At least three, preferably 4-6 vertical plates 24 are disposed in the rotary tube to dampen the oscillation of the liquid surface 23 and the consequent submersible evaporator vibration. When the number 20 is at least three, surface oscillation can be prevented in two directions, i.e., both vertical and transverse. The vertical plates are preferably attached radially to the inner wall of the rotary tube and are typically of the length of the rotary tube. A gap is provided between the vertical plates and the wall of the submerged tube, which allows unobstructed removal of the submerged tube for maintenance, even though the circulating tube is in place. The vertical plates can substantially prevent splashes rising up from the liquid surface, which corrode the submerged tube and prevent fluid surface oscillation.

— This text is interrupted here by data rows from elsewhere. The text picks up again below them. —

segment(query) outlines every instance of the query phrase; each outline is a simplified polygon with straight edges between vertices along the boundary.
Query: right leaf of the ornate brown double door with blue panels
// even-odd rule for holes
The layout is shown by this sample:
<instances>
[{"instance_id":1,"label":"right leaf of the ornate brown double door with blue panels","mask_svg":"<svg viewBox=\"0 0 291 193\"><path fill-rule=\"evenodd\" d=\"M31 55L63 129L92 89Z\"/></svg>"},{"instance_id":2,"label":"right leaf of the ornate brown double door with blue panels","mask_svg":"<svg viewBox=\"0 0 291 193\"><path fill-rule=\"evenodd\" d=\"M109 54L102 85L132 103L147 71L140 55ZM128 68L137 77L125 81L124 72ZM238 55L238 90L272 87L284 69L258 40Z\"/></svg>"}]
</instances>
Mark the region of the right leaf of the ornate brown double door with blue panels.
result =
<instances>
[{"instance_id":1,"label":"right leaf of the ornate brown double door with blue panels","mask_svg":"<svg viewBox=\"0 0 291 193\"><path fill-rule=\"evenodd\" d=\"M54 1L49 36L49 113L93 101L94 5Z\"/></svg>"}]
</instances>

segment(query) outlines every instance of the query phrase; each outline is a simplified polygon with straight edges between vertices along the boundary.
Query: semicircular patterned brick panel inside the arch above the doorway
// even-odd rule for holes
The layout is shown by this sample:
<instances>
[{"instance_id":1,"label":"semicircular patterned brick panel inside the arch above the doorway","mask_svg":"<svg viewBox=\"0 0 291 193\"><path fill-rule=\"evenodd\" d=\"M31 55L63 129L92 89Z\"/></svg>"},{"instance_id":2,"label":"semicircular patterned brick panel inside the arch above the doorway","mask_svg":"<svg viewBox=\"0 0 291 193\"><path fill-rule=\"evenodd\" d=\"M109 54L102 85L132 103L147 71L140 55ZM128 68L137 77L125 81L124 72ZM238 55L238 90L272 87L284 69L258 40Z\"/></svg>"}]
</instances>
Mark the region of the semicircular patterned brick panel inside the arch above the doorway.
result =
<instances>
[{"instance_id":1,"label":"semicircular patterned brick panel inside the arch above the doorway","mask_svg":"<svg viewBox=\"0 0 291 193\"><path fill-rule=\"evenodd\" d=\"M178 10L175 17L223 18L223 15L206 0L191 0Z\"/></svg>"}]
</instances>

To compensate for surface oscillation, the rotary tube of the submersible evaporator 30 according to the invention may be further provided with horizontal plates 25 attached to the vertical plates 24, which preferably extend horizontally on either side of the vertical plate. The horizontal plates are placed under the liquid surface, 6 near it. The dimension of the horizontal plate from the wall of the circular tube to the submerged tube is typically the same as that of the vertical plate. The width of the horizontal plate is such that it does not substantially prevent the gas bubbles from rising, and typically one horizontal plate has a width of 2 to 8% of the circumference of the circulating tube.

5

Another way to dampen the surface oscillation is to place a plate grid 26 in the sink evaporator container 16 outside the circulation tube and below the liquid surface 23, which further smoothes the liquid surface throughout the container. The plate lattice consists of two ίο plates set perpendicular to each other. The plate lattice is typically placed in a horizontal position, extending to the edges of the container, and its height is in the order of 2 to 7% of the height of the cylindrical portion of the container. The plate lattice is particularly advantageous in smaller evaporators.

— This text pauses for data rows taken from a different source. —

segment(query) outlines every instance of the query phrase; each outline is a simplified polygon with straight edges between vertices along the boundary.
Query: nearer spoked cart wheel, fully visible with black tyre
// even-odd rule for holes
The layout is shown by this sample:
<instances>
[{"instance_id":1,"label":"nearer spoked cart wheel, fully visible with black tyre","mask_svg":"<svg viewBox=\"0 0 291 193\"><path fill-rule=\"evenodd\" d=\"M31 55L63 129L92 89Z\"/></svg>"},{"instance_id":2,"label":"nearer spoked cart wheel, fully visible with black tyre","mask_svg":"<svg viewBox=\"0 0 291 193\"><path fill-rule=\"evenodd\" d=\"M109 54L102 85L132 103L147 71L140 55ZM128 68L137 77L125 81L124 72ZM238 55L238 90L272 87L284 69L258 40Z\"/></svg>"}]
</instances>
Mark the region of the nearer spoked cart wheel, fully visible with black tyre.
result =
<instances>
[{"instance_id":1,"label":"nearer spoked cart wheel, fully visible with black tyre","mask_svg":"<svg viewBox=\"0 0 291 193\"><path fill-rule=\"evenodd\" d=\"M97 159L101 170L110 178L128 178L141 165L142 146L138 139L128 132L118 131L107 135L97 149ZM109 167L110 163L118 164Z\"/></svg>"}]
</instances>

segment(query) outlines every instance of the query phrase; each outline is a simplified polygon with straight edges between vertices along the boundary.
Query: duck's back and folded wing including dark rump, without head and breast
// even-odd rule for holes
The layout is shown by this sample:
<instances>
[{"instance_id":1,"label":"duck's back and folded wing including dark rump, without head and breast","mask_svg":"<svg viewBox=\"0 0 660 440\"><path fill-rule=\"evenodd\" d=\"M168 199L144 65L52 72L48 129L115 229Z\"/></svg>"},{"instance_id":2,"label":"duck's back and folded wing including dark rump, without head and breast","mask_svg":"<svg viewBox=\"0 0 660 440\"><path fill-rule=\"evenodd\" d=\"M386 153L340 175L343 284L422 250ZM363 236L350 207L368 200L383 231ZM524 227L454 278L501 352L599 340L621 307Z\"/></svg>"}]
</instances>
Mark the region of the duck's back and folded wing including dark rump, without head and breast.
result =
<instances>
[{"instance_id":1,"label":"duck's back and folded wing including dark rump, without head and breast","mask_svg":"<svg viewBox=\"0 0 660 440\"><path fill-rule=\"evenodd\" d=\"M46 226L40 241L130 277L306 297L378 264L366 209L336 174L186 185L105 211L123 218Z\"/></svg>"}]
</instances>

It should be noted that although Figures 3 and 4 show three different ways of leveling the liquid surface of a submersible evaporator, in particular vertical plates can be used in accordance with the invention without horizontal plates or lattice plates or in combination with either structure.

20

Claims (8)

A submersible evaporator (15) formed by a cylindrical fluid reservoir (16) and a submerged conduit (17) through which hot gas 5 is fed through a plurality of gas conduits (21) below the liquid surface, and a circular conduit (22) surrounding the submerged conduit. ), characterized in that at least 3 radial vertical plates (24) are attached to the inner wall of the circulation pipe. ίο Submersible evaporator according to Claim 1, characterized in that the number of vertical plates is at least 3, preferably 4-6. Submersible evaporator according to Claim 1, characterized in that a gap is left between the vertical plates (24) and the submerged tube (17) for removing the submerged tube 15 with the rotary tube (22) in place. Submersible evaporator according to Claim 1, characterized in that a horizontal plate (25) is disposed on the vertical plates (24) in the vicinity of the liquid surface (23), which is substantially horizontal. 20 Submersible evaporator according to Claim 4, characterized in that the horizontal plate (25) has a width of 2 to 8% of the circumference of the circulation pipe (22). Submersible evaporator according to claim 1, characterized in that the liquid reservoir (16) of the submersible evaporator is provided with a plate grid (26) consisting of two gratings arranged perpendicular to each other. Submersible evaporator according to Claim 6, characterized in that the plate grid (26) is located below the liquid surface (23) in a substantially horizontal plane and has a height of 2 to 7% of the height of the cylindrical part of the liquid container (16). Submersible evaporator according to Claim 1, characterized in that the gas channels (21) are formed at the bottom of the submersible evaporator.